The experiments shown above were performed at high initial tubulin concentrations, compatible with efficient spontaneous microtubule nucleation. We investigated whether GDP-tub could also be incorporated in growing microtubules at subcritical tubulin concentrations, in seed- or centrosome-nucleated tubulin assembly conditions. In our experiments, the critical concentration was 30 μm. The incorporation of GDP-tub in microtubules elongating from EGS-seeded microtubules was monitored using filter assays as described above (Fig. 1, B–D). Fig. 3, A and B, show that microtubules assembled from tubulin solutions containing GDP-tub and GTP-tub in a 0.5/1 proportion incorporated nearly one molecule of GDP-tub for two molecules of GTP-tub. We then tested whether GDP-tub incorporation occurred in microtubules nucleated on centrosomes by using immunofluorescence microscopy and tubulin variants as markers of GDP-tub and GTP-tub incorporation. Again, results showed apparently homogeneous qualitative incorporation of GDP-tub during assembly (Fig. 3C). These results indicate robust and direct incorporation of GDP-tub into seed- or centrosome-nucleated microtubules at subcritical tubulin concentrations.
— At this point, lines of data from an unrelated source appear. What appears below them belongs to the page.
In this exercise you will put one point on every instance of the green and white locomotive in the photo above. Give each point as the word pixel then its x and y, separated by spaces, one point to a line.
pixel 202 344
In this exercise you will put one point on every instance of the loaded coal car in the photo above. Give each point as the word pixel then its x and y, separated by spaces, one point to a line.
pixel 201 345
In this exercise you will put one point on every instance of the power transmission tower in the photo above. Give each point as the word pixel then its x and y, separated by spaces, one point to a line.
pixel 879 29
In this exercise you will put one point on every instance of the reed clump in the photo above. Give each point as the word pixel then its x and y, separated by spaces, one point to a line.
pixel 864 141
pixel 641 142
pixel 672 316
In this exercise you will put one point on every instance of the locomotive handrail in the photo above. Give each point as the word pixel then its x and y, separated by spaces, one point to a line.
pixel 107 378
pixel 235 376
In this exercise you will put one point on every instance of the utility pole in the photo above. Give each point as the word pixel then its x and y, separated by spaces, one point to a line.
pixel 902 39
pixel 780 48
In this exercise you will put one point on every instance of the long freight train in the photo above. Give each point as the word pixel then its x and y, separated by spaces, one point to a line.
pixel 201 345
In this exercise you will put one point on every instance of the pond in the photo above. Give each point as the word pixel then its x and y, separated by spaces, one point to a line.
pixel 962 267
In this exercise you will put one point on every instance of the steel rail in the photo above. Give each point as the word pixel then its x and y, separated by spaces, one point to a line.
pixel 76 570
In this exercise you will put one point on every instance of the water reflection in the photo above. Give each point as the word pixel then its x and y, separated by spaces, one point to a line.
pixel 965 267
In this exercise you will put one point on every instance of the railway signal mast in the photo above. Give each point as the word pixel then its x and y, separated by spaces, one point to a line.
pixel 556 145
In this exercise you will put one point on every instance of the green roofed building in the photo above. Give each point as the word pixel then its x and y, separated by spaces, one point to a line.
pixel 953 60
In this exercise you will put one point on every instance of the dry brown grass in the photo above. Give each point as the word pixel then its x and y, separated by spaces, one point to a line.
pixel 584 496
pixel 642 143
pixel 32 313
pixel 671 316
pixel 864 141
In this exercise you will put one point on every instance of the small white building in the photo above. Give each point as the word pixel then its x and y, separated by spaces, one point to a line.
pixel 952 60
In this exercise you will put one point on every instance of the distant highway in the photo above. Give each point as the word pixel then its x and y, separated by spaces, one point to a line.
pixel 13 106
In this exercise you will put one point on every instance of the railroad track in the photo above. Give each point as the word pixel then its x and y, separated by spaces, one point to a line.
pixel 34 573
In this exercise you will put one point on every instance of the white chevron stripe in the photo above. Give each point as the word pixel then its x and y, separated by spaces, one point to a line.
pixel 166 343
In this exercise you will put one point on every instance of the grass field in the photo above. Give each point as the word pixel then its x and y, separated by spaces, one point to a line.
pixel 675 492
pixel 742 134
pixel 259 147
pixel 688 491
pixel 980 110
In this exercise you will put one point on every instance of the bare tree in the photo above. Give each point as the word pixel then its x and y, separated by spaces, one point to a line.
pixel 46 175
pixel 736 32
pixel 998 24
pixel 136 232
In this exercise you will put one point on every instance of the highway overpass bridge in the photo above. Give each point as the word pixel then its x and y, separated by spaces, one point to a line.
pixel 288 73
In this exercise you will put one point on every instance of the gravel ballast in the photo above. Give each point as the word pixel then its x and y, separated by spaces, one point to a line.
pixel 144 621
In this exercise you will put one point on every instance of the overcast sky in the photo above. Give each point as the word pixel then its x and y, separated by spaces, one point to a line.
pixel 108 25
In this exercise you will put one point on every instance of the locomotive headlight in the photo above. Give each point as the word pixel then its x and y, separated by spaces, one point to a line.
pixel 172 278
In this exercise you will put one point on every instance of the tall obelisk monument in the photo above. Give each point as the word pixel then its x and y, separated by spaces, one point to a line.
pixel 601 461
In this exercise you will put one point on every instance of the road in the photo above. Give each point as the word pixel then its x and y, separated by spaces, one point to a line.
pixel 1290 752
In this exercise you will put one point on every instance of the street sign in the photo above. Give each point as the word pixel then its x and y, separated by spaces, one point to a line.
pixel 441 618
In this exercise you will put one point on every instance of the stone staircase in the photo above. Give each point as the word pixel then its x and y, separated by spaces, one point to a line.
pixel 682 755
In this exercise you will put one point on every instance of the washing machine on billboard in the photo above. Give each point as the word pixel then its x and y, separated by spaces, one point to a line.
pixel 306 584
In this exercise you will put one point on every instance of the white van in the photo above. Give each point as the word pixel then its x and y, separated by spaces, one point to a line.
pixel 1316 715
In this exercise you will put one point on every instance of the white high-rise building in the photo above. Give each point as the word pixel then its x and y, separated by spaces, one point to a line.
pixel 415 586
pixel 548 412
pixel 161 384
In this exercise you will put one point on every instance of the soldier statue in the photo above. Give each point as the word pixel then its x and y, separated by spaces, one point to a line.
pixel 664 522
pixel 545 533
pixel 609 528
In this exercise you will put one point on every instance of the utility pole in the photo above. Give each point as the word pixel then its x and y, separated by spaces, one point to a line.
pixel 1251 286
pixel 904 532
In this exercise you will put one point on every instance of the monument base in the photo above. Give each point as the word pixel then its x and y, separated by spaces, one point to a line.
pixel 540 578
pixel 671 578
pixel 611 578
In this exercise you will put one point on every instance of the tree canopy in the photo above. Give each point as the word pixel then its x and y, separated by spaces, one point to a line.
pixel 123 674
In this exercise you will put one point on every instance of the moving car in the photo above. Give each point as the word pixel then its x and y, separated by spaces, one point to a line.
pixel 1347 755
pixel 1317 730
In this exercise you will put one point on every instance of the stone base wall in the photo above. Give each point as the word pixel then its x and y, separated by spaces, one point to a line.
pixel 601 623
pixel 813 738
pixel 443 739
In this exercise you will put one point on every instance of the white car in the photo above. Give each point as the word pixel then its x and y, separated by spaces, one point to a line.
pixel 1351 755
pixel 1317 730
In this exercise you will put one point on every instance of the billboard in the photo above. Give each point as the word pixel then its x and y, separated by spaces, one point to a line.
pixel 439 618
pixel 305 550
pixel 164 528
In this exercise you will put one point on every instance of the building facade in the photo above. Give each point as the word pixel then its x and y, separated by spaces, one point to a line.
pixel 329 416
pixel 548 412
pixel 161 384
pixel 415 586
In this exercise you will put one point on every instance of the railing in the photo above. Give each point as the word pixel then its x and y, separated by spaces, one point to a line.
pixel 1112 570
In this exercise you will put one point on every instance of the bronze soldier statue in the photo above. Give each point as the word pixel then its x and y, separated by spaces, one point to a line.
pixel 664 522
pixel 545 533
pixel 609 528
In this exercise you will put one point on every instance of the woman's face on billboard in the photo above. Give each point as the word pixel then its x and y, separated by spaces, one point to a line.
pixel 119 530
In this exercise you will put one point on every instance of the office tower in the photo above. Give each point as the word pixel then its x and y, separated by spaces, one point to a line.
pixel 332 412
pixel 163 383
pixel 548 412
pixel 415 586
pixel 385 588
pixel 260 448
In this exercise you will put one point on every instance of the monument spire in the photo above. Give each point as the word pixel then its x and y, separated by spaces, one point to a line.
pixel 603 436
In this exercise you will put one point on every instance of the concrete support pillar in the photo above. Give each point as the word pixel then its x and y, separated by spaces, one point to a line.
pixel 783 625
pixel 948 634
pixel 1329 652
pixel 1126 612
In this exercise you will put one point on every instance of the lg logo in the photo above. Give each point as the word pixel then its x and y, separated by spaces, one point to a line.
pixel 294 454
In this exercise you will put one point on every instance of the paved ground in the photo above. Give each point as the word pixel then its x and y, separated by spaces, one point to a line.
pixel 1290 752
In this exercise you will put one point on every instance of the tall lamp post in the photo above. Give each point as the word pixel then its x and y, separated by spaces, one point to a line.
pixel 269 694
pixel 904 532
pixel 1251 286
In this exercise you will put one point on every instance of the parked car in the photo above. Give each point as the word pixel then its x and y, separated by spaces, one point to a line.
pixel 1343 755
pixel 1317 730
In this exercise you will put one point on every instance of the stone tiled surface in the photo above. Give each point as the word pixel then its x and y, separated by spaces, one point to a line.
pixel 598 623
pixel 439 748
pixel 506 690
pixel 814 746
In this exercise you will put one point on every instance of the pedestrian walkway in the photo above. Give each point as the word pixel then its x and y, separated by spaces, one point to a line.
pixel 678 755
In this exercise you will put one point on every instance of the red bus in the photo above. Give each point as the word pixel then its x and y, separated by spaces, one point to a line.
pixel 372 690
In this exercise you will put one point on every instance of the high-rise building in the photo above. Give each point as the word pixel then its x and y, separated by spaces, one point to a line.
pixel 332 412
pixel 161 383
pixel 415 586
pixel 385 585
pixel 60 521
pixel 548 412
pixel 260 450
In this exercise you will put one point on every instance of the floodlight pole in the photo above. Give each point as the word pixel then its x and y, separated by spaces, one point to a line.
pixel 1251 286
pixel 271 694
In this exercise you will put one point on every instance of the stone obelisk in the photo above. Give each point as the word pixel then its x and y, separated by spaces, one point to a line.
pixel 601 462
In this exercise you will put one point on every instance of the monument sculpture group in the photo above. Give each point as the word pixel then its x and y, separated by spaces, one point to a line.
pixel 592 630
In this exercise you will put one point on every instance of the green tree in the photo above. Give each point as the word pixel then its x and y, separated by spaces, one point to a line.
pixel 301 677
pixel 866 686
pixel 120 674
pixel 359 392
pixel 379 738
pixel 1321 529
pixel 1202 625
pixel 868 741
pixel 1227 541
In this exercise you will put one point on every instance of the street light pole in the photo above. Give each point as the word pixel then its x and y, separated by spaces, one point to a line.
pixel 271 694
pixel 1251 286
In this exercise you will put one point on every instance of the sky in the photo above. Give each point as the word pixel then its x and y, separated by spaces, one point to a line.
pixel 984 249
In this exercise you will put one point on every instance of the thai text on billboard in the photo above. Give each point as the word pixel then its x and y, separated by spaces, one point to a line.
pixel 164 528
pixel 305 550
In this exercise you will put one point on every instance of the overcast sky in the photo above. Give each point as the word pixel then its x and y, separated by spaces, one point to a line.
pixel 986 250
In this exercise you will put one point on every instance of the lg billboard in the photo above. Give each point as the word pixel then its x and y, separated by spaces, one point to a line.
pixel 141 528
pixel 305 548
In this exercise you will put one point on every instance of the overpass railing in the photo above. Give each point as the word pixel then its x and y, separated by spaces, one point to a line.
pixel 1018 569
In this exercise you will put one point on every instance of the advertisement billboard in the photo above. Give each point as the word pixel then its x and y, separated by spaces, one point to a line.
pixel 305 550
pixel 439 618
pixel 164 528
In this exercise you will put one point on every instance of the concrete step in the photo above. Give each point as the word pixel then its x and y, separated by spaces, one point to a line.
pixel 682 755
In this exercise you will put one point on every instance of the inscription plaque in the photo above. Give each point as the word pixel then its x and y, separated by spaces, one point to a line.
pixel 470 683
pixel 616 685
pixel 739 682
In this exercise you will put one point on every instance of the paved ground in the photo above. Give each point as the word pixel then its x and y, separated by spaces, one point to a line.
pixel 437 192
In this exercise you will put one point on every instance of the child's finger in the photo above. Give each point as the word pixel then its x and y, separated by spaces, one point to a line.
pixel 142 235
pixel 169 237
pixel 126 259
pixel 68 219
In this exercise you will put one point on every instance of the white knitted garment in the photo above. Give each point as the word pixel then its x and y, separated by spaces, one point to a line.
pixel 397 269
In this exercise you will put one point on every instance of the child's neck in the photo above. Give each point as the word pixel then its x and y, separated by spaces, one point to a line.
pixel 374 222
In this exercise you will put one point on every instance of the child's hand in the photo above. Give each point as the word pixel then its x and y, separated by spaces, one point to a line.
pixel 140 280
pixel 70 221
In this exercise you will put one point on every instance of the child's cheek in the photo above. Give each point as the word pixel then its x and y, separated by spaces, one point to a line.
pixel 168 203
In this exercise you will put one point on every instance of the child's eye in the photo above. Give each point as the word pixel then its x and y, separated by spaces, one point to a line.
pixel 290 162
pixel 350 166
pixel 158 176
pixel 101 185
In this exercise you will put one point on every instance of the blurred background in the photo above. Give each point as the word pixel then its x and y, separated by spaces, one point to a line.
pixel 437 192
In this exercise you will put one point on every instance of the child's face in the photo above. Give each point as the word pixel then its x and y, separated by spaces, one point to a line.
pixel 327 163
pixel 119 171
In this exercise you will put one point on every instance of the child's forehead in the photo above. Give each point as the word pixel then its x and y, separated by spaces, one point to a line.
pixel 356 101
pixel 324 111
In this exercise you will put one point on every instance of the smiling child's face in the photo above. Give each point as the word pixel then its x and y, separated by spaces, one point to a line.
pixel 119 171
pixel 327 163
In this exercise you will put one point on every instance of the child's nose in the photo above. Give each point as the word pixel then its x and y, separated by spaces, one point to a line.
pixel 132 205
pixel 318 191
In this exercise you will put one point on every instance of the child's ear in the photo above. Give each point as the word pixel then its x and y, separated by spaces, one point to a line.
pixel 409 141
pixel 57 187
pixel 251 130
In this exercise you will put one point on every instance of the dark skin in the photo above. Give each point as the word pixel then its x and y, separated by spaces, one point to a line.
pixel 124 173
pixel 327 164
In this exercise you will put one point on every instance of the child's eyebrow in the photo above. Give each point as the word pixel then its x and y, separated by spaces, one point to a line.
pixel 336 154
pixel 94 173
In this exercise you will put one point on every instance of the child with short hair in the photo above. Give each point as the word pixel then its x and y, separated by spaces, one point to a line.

FIGURE 3. — **GDP-tub incorporation in microtubules nucleated on seeds or on centrosomes.** A and B, microtubules were assembled from GTP-tub (25 μm) in the presence of microtubule seeds without (A) or with GDP-tub (12.5 μm) (B). Either GTP-tub or GDP-tub was radiolabeled with ³H, and ³H incorporation in microtubules was determined to measure GTP-tub (■) or GDP-tub (▩) incorporation. Total polymeric tubulin (□) was calculated by the summation of the GDP-tub and GTP-tub curves. C, light microscopy examination of microtubules assembled from centrosomes in the presence of GTP-Detyr-tub (25 μm) and GDP-Tyr-tub (8.3 μm) during 10 min at 35 °C in PEM buffer. Both tubulin isotypes were labeled with specific antibodies.

Dynamic Behavior of Centrosome-nucleated Microtubules Assembled in the Presence of GDP-tub

Microtubules nucleated on centrosomes were visualized by standard video differential interference contrast microscopy for direct tests of GDP-tub effects on individual polymer dynamics. Centrosomes were preadsorbed on the surface of a perfusion chamber. Samples containing GTP-tub (25 μm) without or with increasing GDP-tub concentrations (from 5 to 25 μm) were then injected into the chamber and observed under the microscope at 37 °C. In these conditions, the average microtubule growth rate was unaffected by the addition of up to 3.8 μm GDP-tub. In the 3.8–12.5 μm GDP-tub concentration range, the average growth rate decreased linearly with the GDP-tub concentration (Fig. 4, A and B). GDP-tub concentrations above 12.5 μm inhibited microtubule nucleation on centrosomes.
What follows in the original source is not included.